The journey, according to Nathalie Marcotte, SVP and president of process and automation at Schneider Electric, is about much more than simply replacing technology. In fact, she said, people are the core of digital transformation and technology, and should be supported despite the often-invoked conventional wisdom that technology is at its center.
“In any digital transformation, we need to put the people in the middle and we're seeing it in many cases,” she said, while speaking on a digital transformation panel with two of her colleagues, Marc Fromager, SVP of industrial automation services, and Elias Panasuik, executive director of EcoStruxure Power and Process.
“When we talk people and digital transformation, a lot of people feel threatened,” she continued. “But what we've learned, what we've seen, is you need both [people and technology].”
At the same time, the digital journey requires a specific end goal, usually tied to efficiency and sustainability. Without domain expertise, digital transformation can simply become cool things without a purpose. “Then it's not going to be helpful, and you're going to be in this proof of concept forever,” Marcotte added.

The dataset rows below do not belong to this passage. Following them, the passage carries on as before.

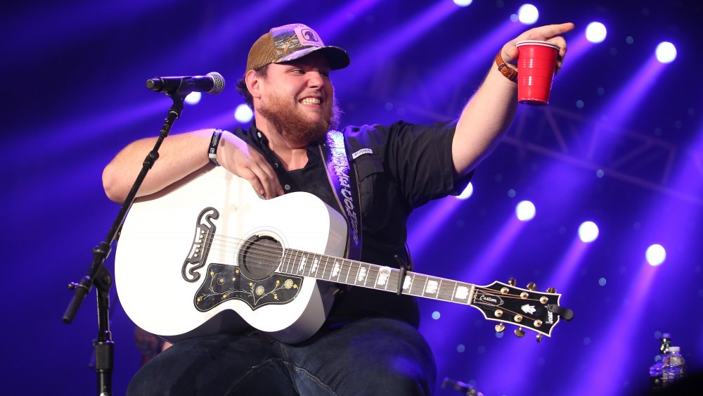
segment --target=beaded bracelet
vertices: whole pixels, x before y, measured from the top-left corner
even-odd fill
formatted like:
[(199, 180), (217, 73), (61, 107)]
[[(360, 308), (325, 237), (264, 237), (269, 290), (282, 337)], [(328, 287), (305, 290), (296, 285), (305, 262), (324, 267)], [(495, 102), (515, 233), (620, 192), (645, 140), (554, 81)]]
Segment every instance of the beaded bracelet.
[(212, 132), (212, 137), (210, 139), (210, 146), (207, 149), (207, 158), (210, 159), (210, 162), (212, 165), (216, 167), (219, 167), (219, 162), (217, 162), (217, 146), (219, 146), (219, 139), (222, 136), (222, 129), (215, 129)]
[(505, 64), (500, 52), (496, 56), (496, 65), (498, 65), (498, 71), (505, 76), (505, 78), (510, 81), (517, 81), (517, 70), (509, 68)]

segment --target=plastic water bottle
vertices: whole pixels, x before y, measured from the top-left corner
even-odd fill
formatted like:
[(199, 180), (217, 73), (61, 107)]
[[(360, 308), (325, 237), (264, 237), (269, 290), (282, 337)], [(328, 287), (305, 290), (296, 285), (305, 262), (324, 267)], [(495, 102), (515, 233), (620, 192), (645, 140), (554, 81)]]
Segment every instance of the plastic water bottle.
[(662, 374), (664, 388), (686, 376), (686, 362), (678, 347), (669, 347), (669, 355), (664, 359)]
[(652, 390), (664, 388), (664, 360), (669, 354), (669, 348), (671, 346), (671, 335), (664, 333), (662, 335), (662, 345), (659, 345), (659, 353), (654, 357), (654, 364), (650, 367), (650, 386)]

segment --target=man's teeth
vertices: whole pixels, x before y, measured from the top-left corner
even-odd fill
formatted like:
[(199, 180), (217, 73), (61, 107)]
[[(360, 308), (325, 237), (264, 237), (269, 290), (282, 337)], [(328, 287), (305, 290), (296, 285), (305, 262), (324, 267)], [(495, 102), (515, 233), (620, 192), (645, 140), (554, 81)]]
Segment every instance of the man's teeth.
[(318, 105), (321, 101), (317, 98), (305, 98), (304, 99), (300, 101), (304, 105)]

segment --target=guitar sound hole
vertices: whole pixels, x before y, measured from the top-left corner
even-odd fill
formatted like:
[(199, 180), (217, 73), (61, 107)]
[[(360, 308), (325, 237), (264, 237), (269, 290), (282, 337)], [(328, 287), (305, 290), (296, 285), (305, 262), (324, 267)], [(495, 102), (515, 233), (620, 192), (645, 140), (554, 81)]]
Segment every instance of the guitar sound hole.
[(276, 270), (283, 253), (280, 243), (276, 239), (254, 235), (245, 241), (237, 261), (245, 276), (260, 281)]

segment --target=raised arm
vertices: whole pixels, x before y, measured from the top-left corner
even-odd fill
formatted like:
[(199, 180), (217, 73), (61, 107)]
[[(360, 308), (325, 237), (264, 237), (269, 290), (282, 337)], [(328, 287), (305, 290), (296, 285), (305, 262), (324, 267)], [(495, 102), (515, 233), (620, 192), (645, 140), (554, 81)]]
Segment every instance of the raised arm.
[[(202, 167), (213, 166), (207, 157), (213, 132), (202, 129), (166, 138), (159, 149), (159, 160), (147, 174), (137, 195), (155, 193)], [(124, 200), (155, 141), (156, 138), (147, 138), (130, 143), (105, 167), (103, 187), (111, 200)], [(248, 180), (266, 198), (283, 193), (276, 173), (263, 155), (230, 132), (222, 134), (217, 162)]]
[[(509, 67), (516, 68), (517, 41), (546, 40), (560, 49), (559, 68), (567, 51), (566, 41), (560, 34), (573, 28), (573, 23), (562, 23), (531, 29), (505, 44), (501, 49), (501, 56)], [(475, 168), (498, 145), (515, 116), (517, 93), (517, 84), (492, 65), (481, 87), (462, 111), (456, 126), (451, 151), (458, 174), (466, 174)]]

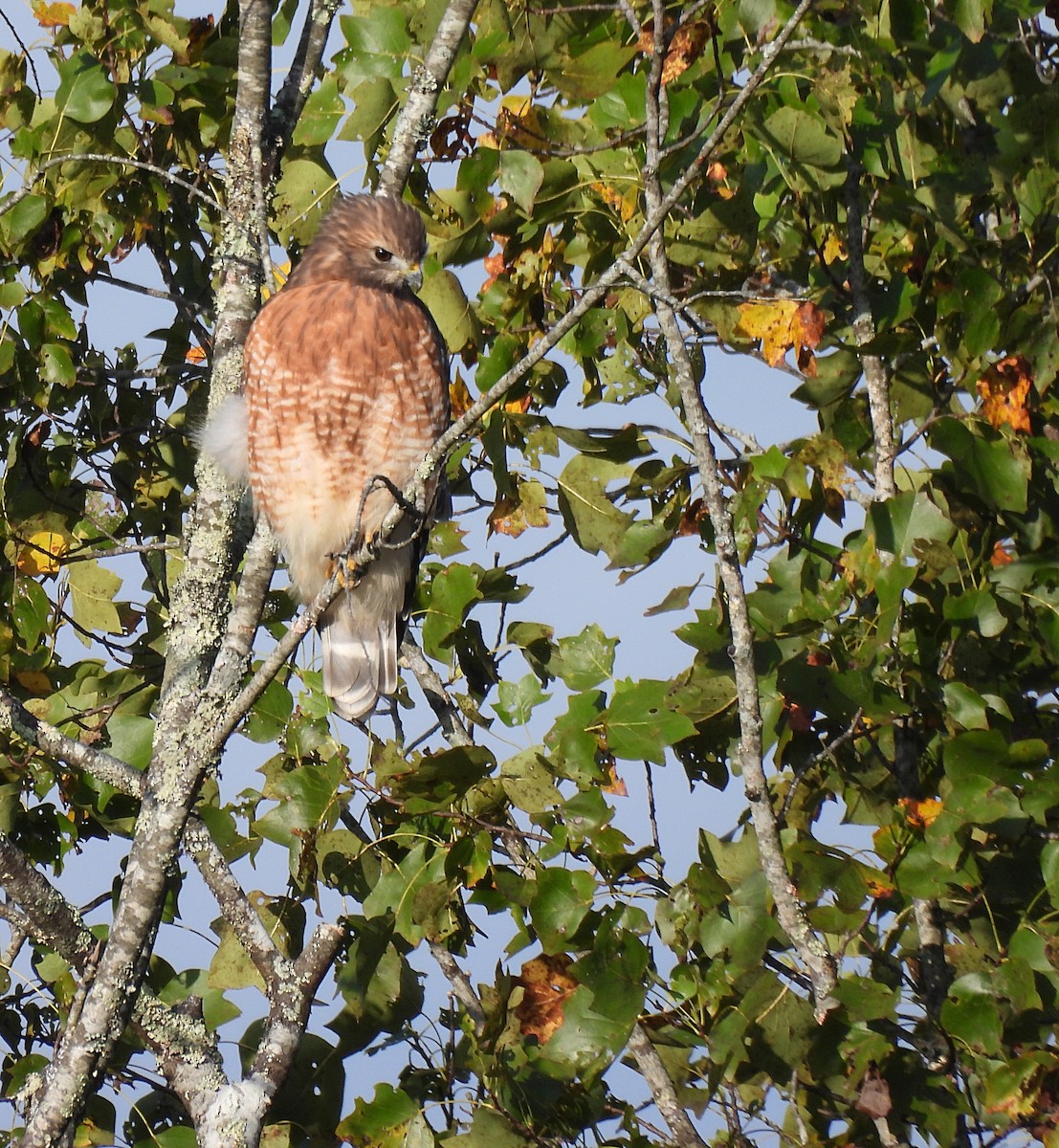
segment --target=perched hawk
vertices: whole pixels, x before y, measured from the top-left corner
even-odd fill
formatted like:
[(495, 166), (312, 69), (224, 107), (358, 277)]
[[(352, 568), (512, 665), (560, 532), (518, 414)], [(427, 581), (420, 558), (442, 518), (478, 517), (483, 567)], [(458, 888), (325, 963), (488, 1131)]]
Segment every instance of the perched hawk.
[[(246, 341), (246, 393), (207, 425), (202, 447), (249, 481), (304, 602), (356, 532), (371, 537), (448, 426), (445, 344), (412, 290), (426, 232), (415, 208), (340, 197)], [(365, 491), (371, 489), (363, 503)], [(360, 513), (360, 521), (357, 520)], [(405, 517), (389, 546), (320, 619), (324, 690), (361, 718), (397, 688), (425, 523)]]

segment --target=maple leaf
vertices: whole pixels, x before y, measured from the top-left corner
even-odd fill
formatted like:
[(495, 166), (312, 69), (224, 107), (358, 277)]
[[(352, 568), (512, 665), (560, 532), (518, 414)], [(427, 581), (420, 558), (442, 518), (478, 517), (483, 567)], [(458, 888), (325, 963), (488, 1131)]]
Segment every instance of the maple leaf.
[(520, 482), (516, 497), (497, 498), (487, 519), (489, 534), (507, 534), (517, 538), (532, 526), (547, 526), (544, 488), (536, 480)]
[(515, 1015), (524, 1037), (536, 1037), (543, 1045), (563, 1024), (564, 1009), (577, 980), (567, 971), (573, 961), (565, 954), (535, 956), (511, 980), (523, 988)]
[(824, 335), (825, 315), (815, 303), (778, 298), (770, 303), (741, 303), (736, 329), (762, 343), (762, 355), (770, 366), (779, 366), (789, 350), (795, 352), (798, 370), (815, 378), (815, 348)]
[(628, 786), (618, 776), (618, 769), (613, 763), (606, 771), (606, 784), (603, 786), (603, 792), (613, 793), (614, 797), (628, 797)]
[(1029, 433), (1026, 400), (1033, 385), (1029, 363), (1021, 355), (1008, 355), (994, 363), (979, 379), (982, 413), (995, 427), (1005, 422), (1012, 430)]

Fromager agreed and said the first step in the journey is to define the roadmap for ultimate end results. He added one of the most important steps is defining return-on-investment (ROI) guidance for customers. “We can implement a lot of systems, but if that doesn’t generate value, then it doesn't make sense,” he said. “So, what is the level of digitization you actually need?”
Schneider Electric’s goal is to help customers establish the value they need from digitalization. As suppliers of technology solutions, Schneider Electric’s executives said they start with their own supply chain. “This is where we learned it really is a journey,” added Fromager.
The company started the process of transforming its supply chain six years ago. From the start, it found that digitalizing the link between IT and OT is a challenge because IT departments tend to be conservative, primarily for security reasons.
To manage the process, Schneider Electric looked at its opportunity to digitize OT across its approximately 200 sites worldwide. In the end, it came up with a five-step process for its own digital transformation journey, and the executives on the panel said this experience strengthened their ability to help end users with digital transformation.
Know where you want to go
Fromager advised end users to first identify their own expectations for operational efficiency. Factors often involve how many sites need to be covered, as well as which sites make sense to get a digital solution and which don’t.
“As soon as you know where you want to go, [the supplier] needs to know the situation: what’s the data model, how is data acquired, and what’s the status of their OT and IT infrastructure?” Fromager said. “We dive deep into the process with a customer, identify the pain points, and come up with cases that will identify productivity or energy efficiency.”
The next step is implementation, and Fromager said it’s usually done in phases because putting people first in the transformation means change management becomes a very important step. Not to be overlooked is continuous maintenance of solutions implemented, including how revenue is maximized, and the value of the ROI of the digital transformation solutions implemented.
A bigger purpose
The goal of any digital transformation should never be about adding technology just for the sake of adding technology. The implementation of technology must not only answer a business purpose, but also, increasingly, an environmental or social purpose.
Schneider Electric launched EcoStruxure, its open and interoperable architecture and platform, in 2016, with the idea to expand use of the company’s software and hardware technologies to better drive sustainability, automation efficiencies, and energy management. The architecture remains to be the foundation from which Schneider develops its open, data-driven, software-centric portfolio – evolving through different use cases that address customer objectives, such as with capital and operational efficiencies by bringing power and process data together.
“Whether we're looking at the design side and integrating overall design packages in simulation packages to understand interactions between process and electrification, we need to think about how we can link electrical data into the process control network to give the insights that people require, rather than looking at these systems as totally isolated,” said Panasuik.
In many instances, electrical systems and processes are separated, but these days, those interactions have really started to matter in terms of looking at sequencing of events, tracking and disruptions. Panasuik added that Schneider Electric has seen a tremendous push for processes driven by decarbonization an existing process, electrifying a process, carbon capture, or decarbonizing supply chains.
Michael Martinez, Foxboro DCS global leader at Schneider Electric, said there are several projects happening right now concerning electrification of processes. “I know from the process side, specifically, we have to extend the boundaries of what we think of traditionally as a distributed control system to include what will be a very important raw material in the future,” he said. Adding that one of the challenges now is to manage electrification like any other vessel or material that might be brought into a plant.
One thing is certain, digital transformation is not only a journey, but also a new way of thinking about entire processes.